Nacht ohne Dach

Meine Bilder (Foto: Monika DiBenedetto)
Wir freuen uns sehr, dass wir mit den JuKi’s vom 14. – 15. Mai 2022 in Kartonhäusern auf dem Dorfplatz in Bassersdorf übernachten.
Wie es dazu kommt? Das Projekt ist von Tearfund und heisst „Nacht ohne Dach – ein Programm, das dir den Schlaf raubt“. Die Spenden sind für die Begleitung von Familien im Slum Huaycan in Peru.

Natürlich lässt sich das Gefühl nur erahnen, wie es sich für die Menschen anfühlt, welche immer so leben müssen. Dennoch möchten wir diese Erfahrung mit den Jugendlichen für eine Nacht nachahmen und sie zusätzlich auf das Thema „Gerechtigkeit und Armut“ aufmerksam machen.

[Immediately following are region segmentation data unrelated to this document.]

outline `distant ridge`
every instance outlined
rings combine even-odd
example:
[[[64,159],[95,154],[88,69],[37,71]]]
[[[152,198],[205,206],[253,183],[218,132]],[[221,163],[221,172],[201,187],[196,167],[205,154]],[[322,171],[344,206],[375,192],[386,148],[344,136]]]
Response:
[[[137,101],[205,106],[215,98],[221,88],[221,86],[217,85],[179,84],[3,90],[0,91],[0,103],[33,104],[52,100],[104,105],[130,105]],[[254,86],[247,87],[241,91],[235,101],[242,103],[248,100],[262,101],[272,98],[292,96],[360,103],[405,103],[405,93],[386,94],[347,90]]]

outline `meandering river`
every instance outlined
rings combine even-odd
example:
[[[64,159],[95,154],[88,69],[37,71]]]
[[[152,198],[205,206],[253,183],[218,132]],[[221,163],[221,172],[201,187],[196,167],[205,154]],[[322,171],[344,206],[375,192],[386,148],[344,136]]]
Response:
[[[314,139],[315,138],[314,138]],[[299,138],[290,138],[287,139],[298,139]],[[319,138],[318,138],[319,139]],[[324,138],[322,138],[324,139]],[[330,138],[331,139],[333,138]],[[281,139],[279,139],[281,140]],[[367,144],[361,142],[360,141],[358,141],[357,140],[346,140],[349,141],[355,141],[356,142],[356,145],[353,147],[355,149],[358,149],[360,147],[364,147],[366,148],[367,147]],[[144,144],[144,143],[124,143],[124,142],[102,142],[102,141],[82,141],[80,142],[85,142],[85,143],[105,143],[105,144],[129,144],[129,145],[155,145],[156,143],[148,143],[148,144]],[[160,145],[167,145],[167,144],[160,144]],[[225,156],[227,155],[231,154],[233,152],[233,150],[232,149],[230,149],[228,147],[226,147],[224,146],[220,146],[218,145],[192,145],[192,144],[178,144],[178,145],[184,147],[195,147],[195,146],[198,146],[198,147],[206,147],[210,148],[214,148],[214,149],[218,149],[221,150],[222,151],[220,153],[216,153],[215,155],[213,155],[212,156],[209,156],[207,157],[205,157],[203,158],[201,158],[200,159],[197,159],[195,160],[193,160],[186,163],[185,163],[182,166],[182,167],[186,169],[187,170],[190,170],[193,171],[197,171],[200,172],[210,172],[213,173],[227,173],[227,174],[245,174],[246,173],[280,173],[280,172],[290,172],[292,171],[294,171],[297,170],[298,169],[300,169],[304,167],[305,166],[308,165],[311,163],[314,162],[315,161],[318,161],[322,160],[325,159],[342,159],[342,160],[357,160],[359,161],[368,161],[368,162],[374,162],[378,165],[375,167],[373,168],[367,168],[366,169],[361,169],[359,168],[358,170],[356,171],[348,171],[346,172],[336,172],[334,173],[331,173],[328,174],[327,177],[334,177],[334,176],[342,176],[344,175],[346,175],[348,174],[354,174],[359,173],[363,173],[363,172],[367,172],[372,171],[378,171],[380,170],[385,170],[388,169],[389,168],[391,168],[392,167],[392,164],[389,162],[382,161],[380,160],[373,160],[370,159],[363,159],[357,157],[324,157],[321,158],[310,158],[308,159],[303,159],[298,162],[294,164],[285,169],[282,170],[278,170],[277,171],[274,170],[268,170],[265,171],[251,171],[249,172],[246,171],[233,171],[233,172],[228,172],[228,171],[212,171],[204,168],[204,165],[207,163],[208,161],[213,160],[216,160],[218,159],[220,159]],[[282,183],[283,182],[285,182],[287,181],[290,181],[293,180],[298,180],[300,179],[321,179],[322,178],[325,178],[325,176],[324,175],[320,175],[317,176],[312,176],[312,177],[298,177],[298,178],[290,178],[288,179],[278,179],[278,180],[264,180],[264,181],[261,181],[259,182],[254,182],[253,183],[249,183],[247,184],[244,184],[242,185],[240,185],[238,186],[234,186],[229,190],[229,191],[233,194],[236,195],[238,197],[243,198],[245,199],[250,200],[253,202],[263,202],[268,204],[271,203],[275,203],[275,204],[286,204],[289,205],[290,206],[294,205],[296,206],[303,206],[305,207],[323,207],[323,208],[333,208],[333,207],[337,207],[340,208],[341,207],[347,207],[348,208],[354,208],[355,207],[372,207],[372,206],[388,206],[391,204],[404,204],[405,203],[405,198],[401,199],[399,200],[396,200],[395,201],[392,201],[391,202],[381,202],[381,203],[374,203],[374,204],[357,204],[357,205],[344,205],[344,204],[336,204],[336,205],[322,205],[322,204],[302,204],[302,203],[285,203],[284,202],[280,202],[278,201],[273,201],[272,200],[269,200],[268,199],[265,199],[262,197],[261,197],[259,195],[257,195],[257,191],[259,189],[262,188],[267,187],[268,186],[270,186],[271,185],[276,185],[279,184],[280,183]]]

Die Jugendlichen suchen im Vorfeld Sponsoren für Ihre Übernachtung im Kartonhaus. Dies kann mit Verzichterklärungen wie z. B. auf Süsses, Handy etc. noch verstärkt werden.

Ab 15 Uhr starten wir mit Verkauf alkoholfreien Cocktails, Kuchen und Snacks. Im Laufe des Abends beginnen wir mit dem Bau der Behausungen, in welchen die Jugendlichen dann schlafen werden.

Wir sind seit anfangs Januar eine fusionierte Kirchgemeinde und daher sind Jugendliche aus Brütten, Lindau, Bassersdorf und Nürensdorf mit dabei.

Es sind alle ganz herzlich eingeladen, uns am Samstag, 14. Mai 2022 auf dem Dorfplatz in Bassersdorf zu besuchen!

Andrea Schegg, Jugendarbeiterin


Das Projekt
Im Umkreis der peruanischen Hauptstadt Lima wachsen die Armenviertel. Je weiter an der Peripherie dieser Gegenden man wohnt, desto armseliger ist das Leben. Für Familien sind die Herausforderungen riesig. Entweder arbeiten die Eltern den ganzen Tag in der Stadt oder sie resignieren und verfallen dem Alkohol. In beiden Fällen sind die Kinder auf sich alleine gestellt und die Gefahr ist gross, dass sie sich kriminellen Banden anschliessen.

Projektziele
Gefährdete Kinder erhalten eine ganzheitliche Betreuung. Sie werden von der Strasse geholt oder davor bewahrt, in Drogensucht und Kriminalität abzurutschen. Sie werden seelsorgerlich und psychologisch betreut, Familien werden gestärkt.
Zudem werden Eltern, Lehrpersonen, Amtsträger, Pastoren und Beamte für die vielfältigen Probleme in diesem Gebiet sensibilisiert, insbesondere die Gefahren der Bandenbildung oder von häuslicher Gewalt und sexuellem Missbrauch.

Arbeitsweise
Agape begleitet und unterstützt Familien in Huaycan auf vielfältige Weise. Von grosser Bedeutung ist die Betreuung der Kinder während der Abwesenheit der Eltern in Kindertagesstätten und Teenager-Gruppen.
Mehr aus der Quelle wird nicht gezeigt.